The Signal Page

A one-page framework for finding product-market fit through structured validation, not guesswork.

What it is

A single page that captures the fundamental components of your startup bet: who it's for, what problem you're solving, why anyone should care, and what has to be true for it to work. Then the entire mission becomes validating every item on the page.

It's not a business plan or a canvas that gets filled out and ignored. It's an operational document that drives daily work. The objective is learning and validation, not revenue or growth.

The template

Seven fields. 1–2 sentences each. Written in plain language.

  1. 1
    Purpose what the product is for, in plain language. Not a mission statement.
  2. 2
    Niche a specific, narrow market. Intentionally small. Dominate a small group first.
  3. 3
    Problem the specific pain your niche has. Real and felt, not theoretical.
  4. 4
    Value Prop what you offer that solves the problem. The core promise.
  5. 5
    Day 1 Value Prop what value a new user gets on their first day, before the full value kicks in.
  6. 6
    Three Uniques three points of differentiation. Others may have one or two, but no one has all three.
  7. 7
    Critical Assumptions assumptions that, if wrong, can kill you. At least 3–4. Each one testable as a single thing.

The Signal Method

Once the page is written, the job is validating everything on it.

  1. 1

    Write the page

    1–2 sentences per field. Plain language. No marketing speak.
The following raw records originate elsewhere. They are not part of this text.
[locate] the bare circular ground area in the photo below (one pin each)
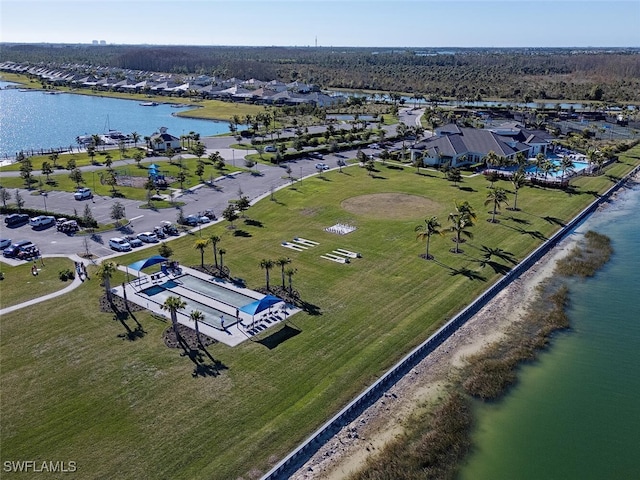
(396, 206)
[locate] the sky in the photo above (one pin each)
(327, 23)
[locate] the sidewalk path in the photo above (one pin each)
(75, 284)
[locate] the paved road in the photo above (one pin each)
(197, 199)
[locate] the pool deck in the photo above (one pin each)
(236, 331)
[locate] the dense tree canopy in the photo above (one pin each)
(465, 74)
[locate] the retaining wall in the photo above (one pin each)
(312, 444)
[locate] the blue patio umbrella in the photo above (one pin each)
(147, 262)
(260, 305)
If you can’t say it simply, you don’t understand it yet.

  2. 2

    Validate every item

    Your entire job is to collect real evidence for each point. User interviews, prototypes, experiments, data. The method depends on the item.

  3. 3

    Invalidate and update

    When evidence disproves an item, update the page. New hypothesis, different niche, revised assumption. The update is the pivot. No drama, just the page reflecting what you learned.

  4. 4

    Double down

    When every item has real evidence behind it, you have PMF. Shift to growth.

Why this works

Most frameworks prescribe actions that expire when conditions change. This one prescribes clarity. It doesn't tell you how to validate. It tells you what matters and forces honesty about what you know versus what you assume.

The page is a living document. Every time something gets invalidated, the page updates. That update is the pivot, happening methodically. Everyone on the team sees the same truth, works against the same priorities, and knows exactly what changed and why.